Вопрос дозирования страха во имя сохранения самодержавия сделался главным стержнем внутренней политики.
В то время как запад Европы стремительно наращивал экономический потенциал, империя словно бы нарочно сдерживала самое себя, погруженная в хитросплетения византийского царедворства, главная цель которого состояла в том, чтобы удержать занятые позиции в системе бюрократического противостояния различных групп, которые аморфно, потаенно и трусливо боролись за место возле трона, сулившее реальные материальные блага.
- Александр Васильевич, - сказал Азеф во время очередного ужина на конспиративной квартире, - поручите, пожалуйста, вашим людям поглядеть за таможенниками: еду отдыхать; видимо, в моей работе сейчас особой нужды нет, премьер на коне, да и вы в фаворе.
- Все будет сделано, Евгений Филиппович, езжайте спокойно, но во избежание дурства, - знаете, где живем, от случайности никто не гарантирован, - часть золота переведите во французские бумаги, они вполне надежны. Потребуется всегда реализуете в живые франки.
- Хорошо, - ответил Азеф. - Спасибо за совет. В случае чего - я рядом с вами. Как думаете, на сколько времени Столыпин гарантирован от очередных перепадов настроений в Царском?

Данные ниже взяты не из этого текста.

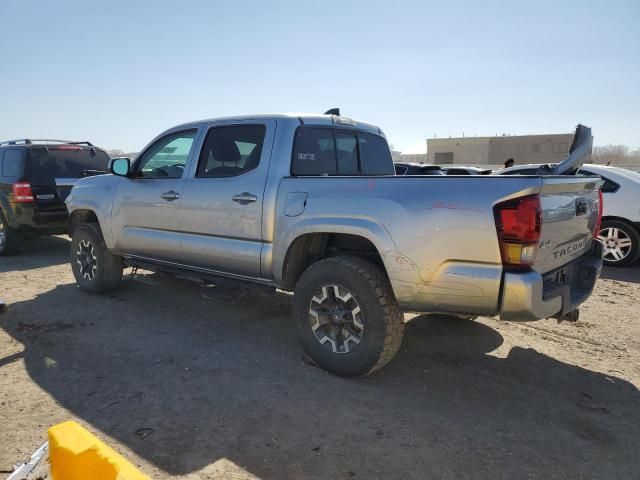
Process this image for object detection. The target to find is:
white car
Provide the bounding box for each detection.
[496,164,640,267]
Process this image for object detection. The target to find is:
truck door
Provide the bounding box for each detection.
[112,128,197,262]
[180,120,276,277]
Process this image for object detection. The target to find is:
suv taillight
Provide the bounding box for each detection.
[13,182,33,203]
[593,189,604,238]
[493,195,542,268]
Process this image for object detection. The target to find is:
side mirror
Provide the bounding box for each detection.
[109,157,131,177]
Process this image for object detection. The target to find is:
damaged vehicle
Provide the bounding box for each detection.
[66,114,602,376]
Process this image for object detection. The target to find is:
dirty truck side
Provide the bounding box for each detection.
[67,115,602,375]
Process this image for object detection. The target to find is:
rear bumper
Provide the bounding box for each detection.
[7,203,69,234]
[500,241,602,322]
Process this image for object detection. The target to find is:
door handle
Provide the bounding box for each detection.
[160,190,180,202]
[231,192,258,205]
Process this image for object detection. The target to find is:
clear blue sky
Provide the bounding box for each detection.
[0,0,640,152]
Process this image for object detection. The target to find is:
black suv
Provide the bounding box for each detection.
[0,139,109,255]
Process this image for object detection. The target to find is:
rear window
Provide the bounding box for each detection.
[291,127,395,176]
[25,145,109,184]
[0,149,24,177]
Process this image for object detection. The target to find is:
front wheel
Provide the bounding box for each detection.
[293,256,404,376]
[598,220,640,267]
[71,223,124,293]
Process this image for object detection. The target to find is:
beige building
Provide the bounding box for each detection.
[427,133,572,165]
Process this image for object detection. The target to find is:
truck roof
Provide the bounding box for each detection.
[171,113,383,134]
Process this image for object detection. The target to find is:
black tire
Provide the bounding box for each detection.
[598,220,640,267]
[0,211,23,256]
[70,223,124,293]
[293,256,404,376]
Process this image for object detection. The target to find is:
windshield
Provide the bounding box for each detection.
[25,145,109,185]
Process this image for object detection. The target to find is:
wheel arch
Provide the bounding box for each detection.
[69,208,102,237]
[276,231,386,291]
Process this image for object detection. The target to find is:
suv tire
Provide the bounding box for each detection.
[598,220,640,267]
[71,223,124,293]
[0,211,22,256]
[293,256,404,376]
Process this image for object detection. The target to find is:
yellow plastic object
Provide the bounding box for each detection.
[49,422,150,480]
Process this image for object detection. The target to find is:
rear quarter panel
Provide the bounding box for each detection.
[272,176,542,314]
[65,175,121,248]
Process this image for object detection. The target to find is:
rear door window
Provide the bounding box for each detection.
[336,131,360,175]
[291,128,337,175]
[25,145,109,185]
[291,127,395,175]
[358,132,394,175]
[580,169,620,193]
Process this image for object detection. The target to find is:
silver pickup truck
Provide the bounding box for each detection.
[66,114,602,375]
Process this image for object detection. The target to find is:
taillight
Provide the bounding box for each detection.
[13,182,33,203]
[493,195,542,268]
[593,189,604,238]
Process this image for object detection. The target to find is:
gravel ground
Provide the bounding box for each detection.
[0,237,640,480]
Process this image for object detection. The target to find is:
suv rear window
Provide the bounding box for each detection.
[25,145,109,185]
[0,149,24,177]
[291,127,395,176]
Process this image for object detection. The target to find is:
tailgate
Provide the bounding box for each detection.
[533,176,601,273]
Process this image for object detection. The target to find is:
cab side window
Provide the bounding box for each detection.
[136,129,197,179]
[196,125,266,178]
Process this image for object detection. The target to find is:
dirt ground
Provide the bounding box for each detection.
[0,237,640,480]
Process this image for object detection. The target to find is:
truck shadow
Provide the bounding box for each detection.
[0,236,71,273]
[0,275,640,480]
[600,263,640,283]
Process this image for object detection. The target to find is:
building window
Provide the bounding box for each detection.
[531,143,545,153]
[434,152,453,164]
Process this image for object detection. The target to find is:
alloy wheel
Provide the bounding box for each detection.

- На полгода, - ответил Герасимов, поражаясь тому, что совершенно открыто он мог теперь говорить лишь с одним человеком в России - иудой, христопродавцем и негодяем, который гарантировал и ему самому, да и премьеру спокойствие и свободу рук; парадокс: бывало ли такое в истории человечества?! "Вот почему революция неминуема!"
С ежедневной пятнадцатиминутной прогулки Дзержинский вернулся в камеру разгоряченный спором с Мареком Квициньским, боевиком Пилсудского, человеком необыкновенной храбрости, чистым в своих заблуждениях, резким до грубости, но по сути своей ребенком еще: только-только исполнилось девятнадцать; ждал суда, понимая, что приговор будет однозначным.
- Во всем виноваты москали, "Переплетчик", - повторял Марек, - только от них наши муки! Они жестоки, трусливы и жалки! Мы первыми начали девятьсот пятый год, мы, поляки, гордая нация славов, нет такой другой в мире!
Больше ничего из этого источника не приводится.